The fabrication of high-performance thin-film transistors (TFTs) by solution phase processes is a promising approach to developing commercially viable, low-cost, large-area electronics. Despite intense efforts to develop solution-processed organic semiconducting films, the highest field-effect mobilities (μFETs) for organic TFTs (OTFTs) reported to date are ˜1.0 cm2 V−1 s−1 (p-type, small molecule), 0.21 cm2 V−1 s−1 (n-type, small molecule), ˜0.6 cm2 V−1 s−1 (p-type, polymer), and 0.1 cm2 V−1 V−1 s−1 (n-type, polymer). These values are lower than those of optimized OTFTs fabricated with vapor-deposited or single-crystal organic semiconductors by up to ˜10×. These observations suggest that conventional OTFTs will be useful for low- or medium-performance applications but not for solution-processed high-speed circuits. Consequently, inorganic semiconductors emerge as potential candidates since they can exhibit bulk field effect mobilities in excess of 100 cm2 V−1 s−1.

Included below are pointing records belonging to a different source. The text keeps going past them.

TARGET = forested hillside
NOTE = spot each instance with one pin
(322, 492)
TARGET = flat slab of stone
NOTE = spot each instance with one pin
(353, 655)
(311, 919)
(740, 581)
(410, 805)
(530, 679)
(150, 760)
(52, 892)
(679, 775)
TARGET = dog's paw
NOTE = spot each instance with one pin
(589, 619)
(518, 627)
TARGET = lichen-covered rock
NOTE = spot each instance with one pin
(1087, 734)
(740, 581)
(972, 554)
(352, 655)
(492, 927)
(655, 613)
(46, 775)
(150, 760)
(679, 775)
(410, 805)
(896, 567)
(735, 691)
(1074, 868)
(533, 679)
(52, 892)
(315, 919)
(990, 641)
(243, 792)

However, inorganic semiconductors are typically intractable in common solvents so that soluble precursors must be employed, then converted to the active semiconducting films. This approach typically requires noxious solvents and high annealing temperatures (>500° C.) to achieve sufficient film crystallinity and texturing (for crystalline semiconductors) for acceptable charge transport properties. High annealing temperatures are incompatible with inexpensive plastic substrates. Furthermore, when bottom-gate transistors are fabricated, the gate insulator must be sufficiently robust to survive the processing conditions and thin enough to ensure low operating voltages. Thus, these requirements significantly limit the temperatures at which the semiconductor films can be annealed and/or the choice of materials for the gate dielectric. For example, ultra-thin inorganic films deposited from solution are invariably leaky and morphologically very rough. Meanwhile, many known polymeric dielectric materials are not sufficiently stable, whether thermally and/or mechanically, to withstand high annealing temperatures and aggressive aqueous solutions. Furthermore, and not obvious a priori, the dielectric surface must nucleate inorganic semiconductor film growth from solution when bottom-gate TFTs are fabricated. As such, to date, TFTs have not been fabricated using both a solution-processed inorganic semiconductor and a solution-processed gate dielectric.
Recently, several metal oxides have emerged as promising semiconductors for low-temperature processed TFTs. These include indium oxide (In2O3), zinc oxide (ZnO), tin dioxide (SnO2), indium-gallium oxides (IGO), amorphous zinc-tin oxides (a-ZTO), amorphous indium-zinc oxides (a-IZO), amorphous indium-gallium-zinc oxides (a-IGZO), and amorphous cadmium-indium-antimony oxides. Polycrystalline oxides like ZnO have columnar grain structures even when deposited at room temperature. Their films inevitably suffer from problems associated with large densities of grain boundaries, including instability to air due to O2/H2O/CO2 chemisorption and film surface roughness due to facet formation.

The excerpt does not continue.